- Sandover
- Coordinates: 21°58′57″S 135°30′36″E﻿ / ﻿21.9824°S 135.51°E
- Country: Australia
- State: Northern Territory
- LGAs: Barkly Region; Central Desert Region;
- Location: 1,133 km (704 mi) S of Darwin City;
- Established: 4 April 2007

Government
- • Territory electorate: Barkly;
- • Federal division: Lingiari;

Area
- • Total: 18,880 km^{2} (7,290 sq mi)

Population
- • Total: 634 (2016 census)
- • Density: 0.03358/km^{2} (0.08697/sq mi)
- Time zone: UTC+9:30 (ACST)
- Postcode: 0872
- Mean max temp: 31.0 °C (87.8 °F)
- Mean min temp: 14.6 °C (58.3 °F)
- Annual rainfall: 288.6 mm (11.36 in)
Suburbs around Sandover
| Davenport | Davenport Costello | Costello |
| Davenport Anmatjere | Sandover | Costello Anatye |
| Anmatjere | Hart Anatye | Anatye |

= Sandover, Northern Territory =

Sandover is a locality in the Northern Territory of Australia located about 1133 km south of the territory capital of Darwin.

The locality’s name is derived from the Sandover River whose course passes through the locality and which is considered to be named in 1878 after William Sandover, a South Australian politician.
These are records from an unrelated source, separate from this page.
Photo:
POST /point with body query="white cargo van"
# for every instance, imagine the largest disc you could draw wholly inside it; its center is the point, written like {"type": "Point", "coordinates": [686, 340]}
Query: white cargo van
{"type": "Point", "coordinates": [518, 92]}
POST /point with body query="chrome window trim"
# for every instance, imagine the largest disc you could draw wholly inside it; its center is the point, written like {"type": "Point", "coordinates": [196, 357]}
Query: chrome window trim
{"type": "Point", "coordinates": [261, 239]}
It fully surrounds the community of Ampilatwatja, which lies within the Aboriginal homelands area of Utopia, Northern Territory. Its boundaries and name were gazetted on 4 April 2007.

The Sandover Highway passes through the locality from the south-west to the north-east.

Sandover includes the following places that have been listed on the Northern Territory Heritage Register – the Eldo Rocket Shelters Ooratippra and the Old MacDonald Downs Homestead.

The 2016 Australian census which was conducted in August 2016 reports that Sandover had 634 people living within its boundaries, of whom 45.2% were male, 54.8% were female and 91.6% (577) identified as “Aboriginal and/or Torres Strait Islander people.”

Sandover is located within the federal division of Lingiari, the territory electoral division of Barkly and the local government areas of the Barkly Region and the Central Desert Region.